After visiting the castle, we proceeded by bus back to the ship which by now was docked only 5 minutes away. After a quick lunch, we headed up to the sundeck for what was called the Scenic Tour of the Rhine. This is the part of the tour you see in the brochure where we are cruising down the Rhine River with mountains on both sides, with vineyards on both sides of the mountain and an occasional castle positioned at the top of a mountain peak. It really was as pretty as it was supposed to be. There were quaint little towns with half-timbered houses and 15th, 16th, or 17th century churches that had escaped the war. The vineyards were either sloped down the side of the mountain to be tilled by hanging from a rope at the top of the mountain, or hand terraced, but still sloped to prevent erosion and give the appearance of flatness. And occasionally there would be a castle topping one of the peaks, some in ruins, some open to the public for tourists and others converted to hotels or residences.

It was really very pretty, and the cruise director narrated the cruise, pointing out the individual towns and castles and telling us a little of the history of each. It was a little chilly, and it did rain for a few moments, but all in all it was a great experience. Rather than sitting in a lounge chair during the entire narration, both Jody & I used this time to walk around the sundeck walking track so that we could get out 10,000 steps for the day. The tour ended when we reached Pfalzgrafenstein Castle on a small island in the center of the Rhine.
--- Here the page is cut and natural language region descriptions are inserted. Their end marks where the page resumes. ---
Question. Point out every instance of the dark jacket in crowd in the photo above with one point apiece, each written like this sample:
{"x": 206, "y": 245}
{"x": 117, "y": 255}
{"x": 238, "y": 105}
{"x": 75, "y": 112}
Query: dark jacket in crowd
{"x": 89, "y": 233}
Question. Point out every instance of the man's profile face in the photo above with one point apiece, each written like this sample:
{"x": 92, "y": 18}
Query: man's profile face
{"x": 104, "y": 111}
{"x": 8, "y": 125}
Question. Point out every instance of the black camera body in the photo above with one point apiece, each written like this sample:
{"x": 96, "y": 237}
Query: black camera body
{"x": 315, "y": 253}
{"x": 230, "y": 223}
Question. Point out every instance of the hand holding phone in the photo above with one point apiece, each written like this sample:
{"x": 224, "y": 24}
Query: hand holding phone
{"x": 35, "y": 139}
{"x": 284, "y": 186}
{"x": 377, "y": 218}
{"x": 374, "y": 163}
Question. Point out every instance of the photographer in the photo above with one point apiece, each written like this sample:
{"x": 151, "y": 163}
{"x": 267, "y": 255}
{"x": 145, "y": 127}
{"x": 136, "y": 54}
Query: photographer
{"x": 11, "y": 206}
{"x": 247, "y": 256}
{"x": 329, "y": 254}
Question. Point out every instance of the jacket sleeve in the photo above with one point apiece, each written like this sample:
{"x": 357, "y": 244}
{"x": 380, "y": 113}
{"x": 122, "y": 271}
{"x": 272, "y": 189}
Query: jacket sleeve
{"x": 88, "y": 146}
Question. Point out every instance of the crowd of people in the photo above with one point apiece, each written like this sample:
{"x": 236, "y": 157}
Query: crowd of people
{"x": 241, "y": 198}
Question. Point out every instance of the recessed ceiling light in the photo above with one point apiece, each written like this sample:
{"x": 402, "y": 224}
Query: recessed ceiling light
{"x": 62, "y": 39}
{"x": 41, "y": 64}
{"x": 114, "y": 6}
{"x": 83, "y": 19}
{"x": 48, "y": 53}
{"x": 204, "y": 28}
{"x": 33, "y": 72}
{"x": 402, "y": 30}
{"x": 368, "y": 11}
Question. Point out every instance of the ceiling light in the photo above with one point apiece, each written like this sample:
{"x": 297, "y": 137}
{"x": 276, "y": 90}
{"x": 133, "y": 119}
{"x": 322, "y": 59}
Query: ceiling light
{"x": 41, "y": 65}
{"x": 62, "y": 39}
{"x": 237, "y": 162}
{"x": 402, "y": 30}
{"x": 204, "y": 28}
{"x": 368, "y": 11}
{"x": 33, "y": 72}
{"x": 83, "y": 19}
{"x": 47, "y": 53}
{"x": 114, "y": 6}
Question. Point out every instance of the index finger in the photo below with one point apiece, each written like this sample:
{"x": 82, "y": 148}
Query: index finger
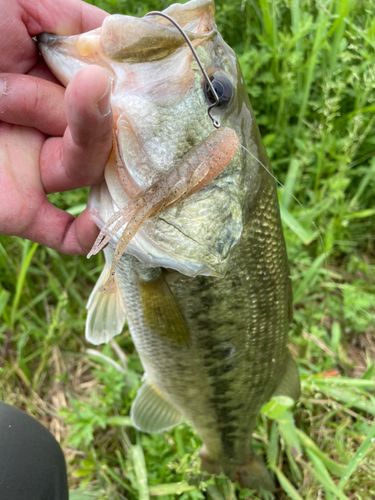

Built in the 14th century, it was used as a toll collection station in the 19th century and is open to the public, but only accessible by boat. We didn’t get to visit inside but could only take pictures as we passed by.

I need to go back to my pictures from when I was in the Air Force and came to Germany in the 1970’s. I was stationed in Frankfurt for a couple of 60 day rotations and one of the permanent station guys took me and a couple of others on a drive up the Rhine coast and I believe I have seen and taken pictures of some of these castles before. I will need to check my Air Force scrapbook when we get back.

Tomorrow, most of the people on the boat are going to the included walking tour of Miltenberg, which normally would be fine but maybe a little boring. But tomorrow they are supposed to be celebrating a form of Octoberfest, which has most of the people excited. We don’t drink, so it won’t be a big deal for us to miss it. Instead we are going on the Freudenberg Hike and Garden Visit where they promised us we would be certain to cover our 10,000 steps. It should be great fun!